The president of the Fed, Jerome Powell, speaking to journalists on Wednesday, said so much.

“Most analysts believe that this should be a fairly significant change in rates for great importance for the housing sector,” he said, while recognizing that lower interest rates could increase demand and help manufacturers.

Meanwhile, the risk of increase in increase could increase mortgage rates if the banks predict that this means that the Fed will not reduce rates earlier. The Fed and other central banks tend to avoid reducing borrowing costs if they believe that inflation is too high.

“I think people are waiting for a big impact on this,” said Nicole Stewart, a real estate agent at Redfin in Boisse, Idaho, referring to the drop in Fed rates this week.

“I tried to inform most of my buyers, as well as my sellers, that we have already seen the majority of what will happen.”

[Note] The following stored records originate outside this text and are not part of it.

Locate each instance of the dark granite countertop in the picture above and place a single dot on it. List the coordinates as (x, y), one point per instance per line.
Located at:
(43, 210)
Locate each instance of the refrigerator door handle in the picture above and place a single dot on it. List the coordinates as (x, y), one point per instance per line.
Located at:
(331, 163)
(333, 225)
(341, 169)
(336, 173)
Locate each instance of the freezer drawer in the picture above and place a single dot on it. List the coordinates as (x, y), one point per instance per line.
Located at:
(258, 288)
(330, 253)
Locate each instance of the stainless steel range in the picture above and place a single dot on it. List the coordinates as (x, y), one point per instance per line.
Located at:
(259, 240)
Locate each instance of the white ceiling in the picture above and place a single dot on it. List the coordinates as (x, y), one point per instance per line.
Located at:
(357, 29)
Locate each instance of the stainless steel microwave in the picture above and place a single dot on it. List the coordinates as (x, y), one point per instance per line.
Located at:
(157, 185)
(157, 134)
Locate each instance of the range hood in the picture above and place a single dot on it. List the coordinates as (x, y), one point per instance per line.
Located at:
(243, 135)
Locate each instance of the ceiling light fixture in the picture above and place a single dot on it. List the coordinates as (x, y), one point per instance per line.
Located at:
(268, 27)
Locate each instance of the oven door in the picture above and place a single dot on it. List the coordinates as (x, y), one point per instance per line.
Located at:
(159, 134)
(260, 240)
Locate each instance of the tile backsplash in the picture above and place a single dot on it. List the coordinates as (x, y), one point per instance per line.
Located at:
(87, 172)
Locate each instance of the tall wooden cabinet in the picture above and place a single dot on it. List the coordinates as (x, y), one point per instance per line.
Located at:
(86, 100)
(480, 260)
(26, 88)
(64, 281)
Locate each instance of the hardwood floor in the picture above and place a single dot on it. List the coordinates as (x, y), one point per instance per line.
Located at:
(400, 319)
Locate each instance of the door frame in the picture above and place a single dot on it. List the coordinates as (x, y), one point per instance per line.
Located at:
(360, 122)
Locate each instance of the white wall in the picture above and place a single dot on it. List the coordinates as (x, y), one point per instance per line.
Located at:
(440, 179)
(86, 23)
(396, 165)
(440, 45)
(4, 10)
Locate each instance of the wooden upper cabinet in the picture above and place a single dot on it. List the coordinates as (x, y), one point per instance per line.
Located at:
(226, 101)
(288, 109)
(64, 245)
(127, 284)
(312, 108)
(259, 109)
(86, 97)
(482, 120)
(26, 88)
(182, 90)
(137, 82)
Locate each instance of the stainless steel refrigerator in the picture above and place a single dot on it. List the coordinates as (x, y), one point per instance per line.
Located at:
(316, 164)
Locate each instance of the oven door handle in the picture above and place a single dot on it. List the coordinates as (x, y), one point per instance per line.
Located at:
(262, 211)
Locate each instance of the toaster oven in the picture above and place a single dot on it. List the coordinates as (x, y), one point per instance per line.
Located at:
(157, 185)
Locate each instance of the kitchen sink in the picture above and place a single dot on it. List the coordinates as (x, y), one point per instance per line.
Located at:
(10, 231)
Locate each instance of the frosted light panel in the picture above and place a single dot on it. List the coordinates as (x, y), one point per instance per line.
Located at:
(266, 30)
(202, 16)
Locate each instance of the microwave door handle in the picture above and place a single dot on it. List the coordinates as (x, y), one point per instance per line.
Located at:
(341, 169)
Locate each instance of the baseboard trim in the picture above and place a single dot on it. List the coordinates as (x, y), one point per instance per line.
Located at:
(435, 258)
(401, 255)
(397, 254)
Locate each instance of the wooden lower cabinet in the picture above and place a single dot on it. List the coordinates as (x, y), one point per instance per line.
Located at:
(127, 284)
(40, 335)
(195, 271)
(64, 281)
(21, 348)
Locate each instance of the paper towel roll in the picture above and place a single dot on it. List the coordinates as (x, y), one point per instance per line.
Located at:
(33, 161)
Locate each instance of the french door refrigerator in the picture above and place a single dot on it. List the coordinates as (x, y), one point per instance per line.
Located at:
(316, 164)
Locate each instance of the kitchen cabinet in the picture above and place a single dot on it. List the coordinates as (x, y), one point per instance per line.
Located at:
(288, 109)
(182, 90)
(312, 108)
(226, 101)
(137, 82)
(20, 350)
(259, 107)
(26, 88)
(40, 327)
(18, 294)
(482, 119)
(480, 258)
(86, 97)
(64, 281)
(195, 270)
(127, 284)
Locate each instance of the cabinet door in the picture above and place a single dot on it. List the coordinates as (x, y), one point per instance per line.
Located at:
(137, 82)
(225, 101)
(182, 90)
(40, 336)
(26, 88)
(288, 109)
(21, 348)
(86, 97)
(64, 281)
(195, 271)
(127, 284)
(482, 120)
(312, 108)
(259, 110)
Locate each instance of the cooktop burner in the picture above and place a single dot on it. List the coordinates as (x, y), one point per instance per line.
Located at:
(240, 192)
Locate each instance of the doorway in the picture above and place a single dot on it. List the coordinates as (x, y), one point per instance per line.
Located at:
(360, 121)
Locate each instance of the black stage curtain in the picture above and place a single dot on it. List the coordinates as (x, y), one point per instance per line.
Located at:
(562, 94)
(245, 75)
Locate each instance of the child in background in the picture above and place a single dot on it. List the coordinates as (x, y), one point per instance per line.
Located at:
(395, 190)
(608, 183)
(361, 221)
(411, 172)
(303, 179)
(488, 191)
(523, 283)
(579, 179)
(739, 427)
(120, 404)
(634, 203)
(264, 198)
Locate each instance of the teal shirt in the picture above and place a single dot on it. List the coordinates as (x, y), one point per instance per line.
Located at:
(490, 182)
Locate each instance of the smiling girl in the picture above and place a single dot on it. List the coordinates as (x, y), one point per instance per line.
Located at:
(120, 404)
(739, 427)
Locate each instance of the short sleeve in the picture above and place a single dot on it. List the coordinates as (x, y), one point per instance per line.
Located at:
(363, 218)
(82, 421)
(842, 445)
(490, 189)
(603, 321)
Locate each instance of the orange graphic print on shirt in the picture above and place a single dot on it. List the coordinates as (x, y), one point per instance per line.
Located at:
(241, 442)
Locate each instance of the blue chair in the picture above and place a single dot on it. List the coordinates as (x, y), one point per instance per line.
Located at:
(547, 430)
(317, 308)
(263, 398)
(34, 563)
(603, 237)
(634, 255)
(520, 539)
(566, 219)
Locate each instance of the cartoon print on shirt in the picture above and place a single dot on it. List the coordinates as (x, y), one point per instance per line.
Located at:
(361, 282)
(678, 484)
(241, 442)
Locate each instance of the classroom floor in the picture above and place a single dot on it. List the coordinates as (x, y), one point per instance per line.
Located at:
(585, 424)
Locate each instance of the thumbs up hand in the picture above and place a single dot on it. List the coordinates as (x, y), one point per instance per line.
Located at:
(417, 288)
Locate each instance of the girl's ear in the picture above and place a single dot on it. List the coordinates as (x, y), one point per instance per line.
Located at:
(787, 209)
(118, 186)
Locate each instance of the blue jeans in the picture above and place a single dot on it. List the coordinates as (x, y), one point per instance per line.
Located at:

Stewart said a drop in mortgage rates in the last month encouraged certain buyers. During only a weekend earlier this month, Ms. Stewart wrote four offers and put three offers under contract.

“A huge increase in everything in recent years,” she said.

But the US housing market remains unaffordable for many people. This problem is unlikely to be resolved by Fed’s future decisions or by the recent drop in mortgage rates.

Many owners have obtained unusually low mortgage rates – in the 3% range – at the height of the coronavirus pandemic, which they hesitate to abandon by selling their house. As such, owners who could otherwise repress the workforce chooses to stay in place, reducing the amount of the accommodation available to purchase and increasing the prices of houses.

About 80% of mortgage borrowers have locked a rate below the current average of 6.35%, said Julia Fonseca, professor of finance associated with the University of Illinois Urbana-Champaign.

Although each drop in mortgage rates helps to loosen the market a little, there is no sign of substantial relief on the horizon, said Fonseca.

“We could still be far from the normalization of these markets,” she said.

Kristin Carlson A woman wearing a black dress poses on a sunny day in front of a single -family house. The house is painted white and has a grassy lawn, and there is an American flag hanging at the front.Kristin Carlson

Kristin Carlson, a first potential buyer in the Boisse region, in Idaho, is located in a residential street in Nampa, just outside Boisse.

Kristin Carlson, a first potential buyer in the Boisse region, has developed the market for four years, while renting in the meantime.

For Kristin, soften mortgage rates in recent weeks, it is “even closer to achieving relaxation”. She said she was impatient to buy soon, to get a possible scenario in which the rates fall much more, causing more competition.

The borrowing costs are to take into account the thought of Ms. Carlson with regard to the type of house which is possible so that it can buy – the district, the size, the quality of the manufacturer.

However, mortgage rates provide a rear seat to other considerations, including seasonality and the search for a house that suits its needs.

Modestly lower mortgage rates offer a certain relief and wear -and -wear activity among buyers, Matt Vernon, chief consumer loans at Bank of America said. But the largest image, the DIP is not enough to repair an under -tensioning market.

“There is a cautious optimism that we are heading in the right direction,” said Vernon.

“I do not think that has necessarily changed the perception of buyers of challenges on the market, but it certainly attracted their attention.”